Il rassembla son équipement de fortune : sac à dos, provisions, gourde d'eau, duvet, boussole, un pistolet à vapeur ainsi que son privilégié fusil à lunette ; le strict minimum, au vu de ce qui l'attendait. Les minutes s'écoulaient, mais il se préparait encore, s'affairant avec lenteur. Il trouva rapidement la source du mal : son départ imminent l'angoissait et, malgré lui, il repoussait le moment fatidique. Pourtant, il lui fallait franchir le pas. Maintenant qu'il avait arrêté sa décision, la crainte de l'inconnu ne devait pas le décourager.
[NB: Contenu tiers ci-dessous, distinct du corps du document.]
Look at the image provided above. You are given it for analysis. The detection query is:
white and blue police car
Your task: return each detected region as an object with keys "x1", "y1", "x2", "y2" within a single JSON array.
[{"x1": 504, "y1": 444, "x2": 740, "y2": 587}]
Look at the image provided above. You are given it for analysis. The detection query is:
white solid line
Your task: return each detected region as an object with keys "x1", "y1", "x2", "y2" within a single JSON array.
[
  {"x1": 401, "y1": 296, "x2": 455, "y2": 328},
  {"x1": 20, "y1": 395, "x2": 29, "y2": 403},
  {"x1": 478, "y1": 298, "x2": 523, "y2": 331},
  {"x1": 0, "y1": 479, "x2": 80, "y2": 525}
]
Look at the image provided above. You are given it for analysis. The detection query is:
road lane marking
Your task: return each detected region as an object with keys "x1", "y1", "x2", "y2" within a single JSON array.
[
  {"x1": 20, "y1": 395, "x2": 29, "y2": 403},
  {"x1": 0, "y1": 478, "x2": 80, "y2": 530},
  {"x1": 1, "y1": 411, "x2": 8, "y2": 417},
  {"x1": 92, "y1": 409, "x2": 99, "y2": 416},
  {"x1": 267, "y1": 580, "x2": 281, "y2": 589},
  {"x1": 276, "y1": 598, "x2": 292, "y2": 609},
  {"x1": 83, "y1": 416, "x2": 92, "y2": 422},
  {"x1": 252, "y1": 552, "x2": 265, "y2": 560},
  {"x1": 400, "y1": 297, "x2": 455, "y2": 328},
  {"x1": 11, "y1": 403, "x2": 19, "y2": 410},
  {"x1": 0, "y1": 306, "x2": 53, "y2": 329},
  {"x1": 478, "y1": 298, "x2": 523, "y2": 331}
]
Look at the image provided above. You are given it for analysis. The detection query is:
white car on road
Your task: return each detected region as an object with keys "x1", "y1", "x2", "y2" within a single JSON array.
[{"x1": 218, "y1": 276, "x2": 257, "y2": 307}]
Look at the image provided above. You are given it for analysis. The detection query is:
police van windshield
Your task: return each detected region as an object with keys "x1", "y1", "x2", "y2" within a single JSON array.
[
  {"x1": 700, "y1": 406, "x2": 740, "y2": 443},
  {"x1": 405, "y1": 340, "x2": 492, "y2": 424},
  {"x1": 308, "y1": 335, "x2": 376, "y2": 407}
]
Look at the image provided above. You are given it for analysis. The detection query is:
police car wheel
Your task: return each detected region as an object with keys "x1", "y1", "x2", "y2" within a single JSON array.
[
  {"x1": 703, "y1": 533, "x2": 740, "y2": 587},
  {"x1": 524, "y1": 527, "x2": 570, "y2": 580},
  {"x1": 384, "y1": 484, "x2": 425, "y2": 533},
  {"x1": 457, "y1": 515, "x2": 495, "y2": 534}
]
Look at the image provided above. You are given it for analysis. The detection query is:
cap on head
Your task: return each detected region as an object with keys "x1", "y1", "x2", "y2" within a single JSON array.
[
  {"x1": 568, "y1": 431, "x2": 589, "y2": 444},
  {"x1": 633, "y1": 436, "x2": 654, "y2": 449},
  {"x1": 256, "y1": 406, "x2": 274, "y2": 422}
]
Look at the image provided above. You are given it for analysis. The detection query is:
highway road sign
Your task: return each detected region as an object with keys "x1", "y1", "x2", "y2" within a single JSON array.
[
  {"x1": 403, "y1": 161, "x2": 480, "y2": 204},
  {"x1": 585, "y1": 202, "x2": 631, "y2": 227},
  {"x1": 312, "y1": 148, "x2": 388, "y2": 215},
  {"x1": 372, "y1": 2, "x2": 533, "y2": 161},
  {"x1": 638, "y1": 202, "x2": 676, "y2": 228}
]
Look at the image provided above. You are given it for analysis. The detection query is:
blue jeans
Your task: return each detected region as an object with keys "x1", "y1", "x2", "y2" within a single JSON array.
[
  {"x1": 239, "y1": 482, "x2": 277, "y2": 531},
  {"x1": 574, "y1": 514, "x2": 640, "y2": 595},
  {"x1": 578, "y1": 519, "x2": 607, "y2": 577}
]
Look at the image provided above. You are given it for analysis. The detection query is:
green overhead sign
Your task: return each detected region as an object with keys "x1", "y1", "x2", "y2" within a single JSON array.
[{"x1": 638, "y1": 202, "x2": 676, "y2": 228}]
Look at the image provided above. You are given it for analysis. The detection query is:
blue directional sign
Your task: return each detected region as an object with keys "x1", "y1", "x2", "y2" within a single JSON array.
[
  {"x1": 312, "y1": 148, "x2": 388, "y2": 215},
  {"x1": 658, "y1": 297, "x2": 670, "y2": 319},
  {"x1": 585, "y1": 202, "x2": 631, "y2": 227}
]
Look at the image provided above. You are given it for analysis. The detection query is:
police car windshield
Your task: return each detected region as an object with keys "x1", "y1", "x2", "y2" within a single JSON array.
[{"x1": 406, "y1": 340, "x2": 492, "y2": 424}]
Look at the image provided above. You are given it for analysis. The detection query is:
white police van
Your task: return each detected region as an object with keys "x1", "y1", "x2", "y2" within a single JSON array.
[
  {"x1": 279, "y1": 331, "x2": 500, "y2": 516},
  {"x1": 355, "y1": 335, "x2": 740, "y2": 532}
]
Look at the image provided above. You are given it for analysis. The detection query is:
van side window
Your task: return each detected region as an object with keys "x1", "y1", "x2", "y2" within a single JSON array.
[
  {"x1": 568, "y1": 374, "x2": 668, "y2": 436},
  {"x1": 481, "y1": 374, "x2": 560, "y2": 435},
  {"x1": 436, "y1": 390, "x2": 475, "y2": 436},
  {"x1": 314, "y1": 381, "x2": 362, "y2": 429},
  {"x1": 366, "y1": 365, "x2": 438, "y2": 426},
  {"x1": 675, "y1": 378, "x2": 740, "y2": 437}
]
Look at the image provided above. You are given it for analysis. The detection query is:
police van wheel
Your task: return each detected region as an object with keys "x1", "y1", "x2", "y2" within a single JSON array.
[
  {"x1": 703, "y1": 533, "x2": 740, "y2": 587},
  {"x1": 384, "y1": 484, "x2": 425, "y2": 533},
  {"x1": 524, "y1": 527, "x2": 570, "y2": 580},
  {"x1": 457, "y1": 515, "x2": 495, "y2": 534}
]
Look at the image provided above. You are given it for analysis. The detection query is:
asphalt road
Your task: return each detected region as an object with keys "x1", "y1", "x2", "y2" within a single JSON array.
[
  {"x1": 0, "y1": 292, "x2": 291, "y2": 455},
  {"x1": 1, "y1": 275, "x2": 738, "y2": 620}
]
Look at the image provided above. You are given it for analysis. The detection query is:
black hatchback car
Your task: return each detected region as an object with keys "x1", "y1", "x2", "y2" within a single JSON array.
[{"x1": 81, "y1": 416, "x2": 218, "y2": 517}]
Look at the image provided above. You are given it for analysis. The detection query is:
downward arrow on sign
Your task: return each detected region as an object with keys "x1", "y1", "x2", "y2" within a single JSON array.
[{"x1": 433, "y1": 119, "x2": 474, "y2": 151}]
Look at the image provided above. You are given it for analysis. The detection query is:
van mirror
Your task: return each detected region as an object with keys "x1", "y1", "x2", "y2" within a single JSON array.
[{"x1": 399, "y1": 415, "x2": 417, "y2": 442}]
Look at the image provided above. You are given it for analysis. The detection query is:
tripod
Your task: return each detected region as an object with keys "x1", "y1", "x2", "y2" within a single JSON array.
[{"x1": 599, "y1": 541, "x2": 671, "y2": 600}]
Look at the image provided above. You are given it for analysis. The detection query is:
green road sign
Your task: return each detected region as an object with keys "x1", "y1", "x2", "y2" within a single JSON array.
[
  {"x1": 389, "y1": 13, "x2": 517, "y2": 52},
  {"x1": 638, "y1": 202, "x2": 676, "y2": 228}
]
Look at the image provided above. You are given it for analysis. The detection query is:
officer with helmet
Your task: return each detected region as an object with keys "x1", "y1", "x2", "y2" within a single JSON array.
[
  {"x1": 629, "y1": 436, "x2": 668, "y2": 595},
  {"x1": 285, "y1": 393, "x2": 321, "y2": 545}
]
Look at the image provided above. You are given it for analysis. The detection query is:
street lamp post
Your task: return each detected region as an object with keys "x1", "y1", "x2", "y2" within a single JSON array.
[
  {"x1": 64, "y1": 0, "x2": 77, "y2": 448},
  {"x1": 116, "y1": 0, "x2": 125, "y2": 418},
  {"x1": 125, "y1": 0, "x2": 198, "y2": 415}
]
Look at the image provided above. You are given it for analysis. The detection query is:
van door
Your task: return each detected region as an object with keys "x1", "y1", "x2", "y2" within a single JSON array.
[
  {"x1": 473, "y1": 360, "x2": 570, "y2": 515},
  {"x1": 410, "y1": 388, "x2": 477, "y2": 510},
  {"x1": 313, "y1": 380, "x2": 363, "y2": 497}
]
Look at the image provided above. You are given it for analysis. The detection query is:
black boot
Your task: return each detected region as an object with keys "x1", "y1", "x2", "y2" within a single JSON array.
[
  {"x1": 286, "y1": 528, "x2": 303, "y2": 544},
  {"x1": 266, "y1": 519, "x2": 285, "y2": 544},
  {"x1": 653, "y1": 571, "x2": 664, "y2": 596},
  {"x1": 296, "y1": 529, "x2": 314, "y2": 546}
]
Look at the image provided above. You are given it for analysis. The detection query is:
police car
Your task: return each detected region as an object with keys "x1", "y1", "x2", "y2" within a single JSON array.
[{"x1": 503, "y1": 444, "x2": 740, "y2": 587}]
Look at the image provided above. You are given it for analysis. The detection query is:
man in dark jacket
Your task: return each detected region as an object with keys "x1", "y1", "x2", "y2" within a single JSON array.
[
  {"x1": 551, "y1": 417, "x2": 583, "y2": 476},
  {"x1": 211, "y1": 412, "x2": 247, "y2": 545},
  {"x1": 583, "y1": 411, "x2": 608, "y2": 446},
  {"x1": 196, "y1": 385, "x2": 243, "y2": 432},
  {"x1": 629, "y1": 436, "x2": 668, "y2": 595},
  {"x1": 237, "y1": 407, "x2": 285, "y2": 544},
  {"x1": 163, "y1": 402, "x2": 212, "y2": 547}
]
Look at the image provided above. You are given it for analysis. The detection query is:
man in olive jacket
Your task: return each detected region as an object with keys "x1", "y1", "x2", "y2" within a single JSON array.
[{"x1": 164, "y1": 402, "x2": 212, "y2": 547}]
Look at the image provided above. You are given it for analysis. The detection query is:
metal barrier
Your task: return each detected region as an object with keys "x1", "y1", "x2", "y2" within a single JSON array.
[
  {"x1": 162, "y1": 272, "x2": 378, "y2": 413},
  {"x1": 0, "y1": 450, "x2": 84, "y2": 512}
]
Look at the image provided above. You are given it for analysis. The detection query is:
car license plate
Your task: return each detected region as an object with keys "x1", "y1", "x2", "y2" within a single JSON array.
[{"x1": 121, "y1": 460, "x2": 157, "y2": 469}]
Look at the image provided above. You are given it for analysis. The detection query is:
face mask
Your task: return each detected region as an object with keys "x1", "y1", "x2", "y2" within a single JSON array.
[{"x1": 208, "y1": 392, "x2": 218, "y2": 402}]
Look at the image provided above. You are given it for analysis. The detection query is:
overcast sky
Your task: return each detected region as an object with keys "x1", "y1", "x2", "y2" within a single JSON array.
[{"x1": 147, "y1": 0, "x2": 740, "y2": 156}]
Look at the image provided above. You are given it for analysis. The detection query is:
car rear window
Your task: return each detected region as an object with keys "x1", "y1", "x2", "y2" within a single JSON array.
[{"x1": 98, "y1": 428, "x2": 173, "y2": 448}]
Allez, Drosdar, un peu de courage... !

Il avait laissé ses idées germer sans les partager à quiconque. Il avait cogité seul sur sa désertion, n'en discutant à personne d'autre qu'à Soline. Drosdar avait beau être indépendant d'esprit, il avait toujours eu besoin de l'approbation et du soutien de ses amis ; quant à la solitude, elle le terrifiait... En cela, il différait beaucoup de son frère, bien plus introverti que lui.

Il prit conscience qu'il remettait beaucoup de choses dans les mains du destin. Qu'allait-il se produire lorsqu'il aurait quitté Kalsura ? La voie laissée par le Polgorath serait-elle suffisamment claire ? Aurait-il suffisamment de provisions pour atteindre sa destination ? Enfin, Vanëal tiendrait-elle l'ensemble de ses promesses ? Tant de "si"... Il redoutait aussi que l'appel de l'Archontesse ne fût qu'un piège grossier visant à semer la discorde dans Kalsura ; auquel cas, il aurait à peine foulé le sol de l'Assylie qu'il se ferait aussitôt emprisonner ou pire, tuer... S'apprêtait-il à commettre une effroyable erreur ?

Ressassant toutes les hypothèses, Drosdar sursauta lorsqu'on frappa violemment à sa porte. L'armée l'avait su !! Mais comment... ? Il avait pourtant pris toutes les précautions nécessaires, il s'était même assuré de ne pas avoir été suivi jusque chez lui ! Drosdar balaya instinctivement la pièce du regard même s'il la connaissait par cœur : aucune cheminée, aucune fenêtre s'ouvrant sur la rue principale ; il n'y avait, hélas, aucune échappatoire... Son périple venait à peine de commencer qu'il était pris la main dans le sac !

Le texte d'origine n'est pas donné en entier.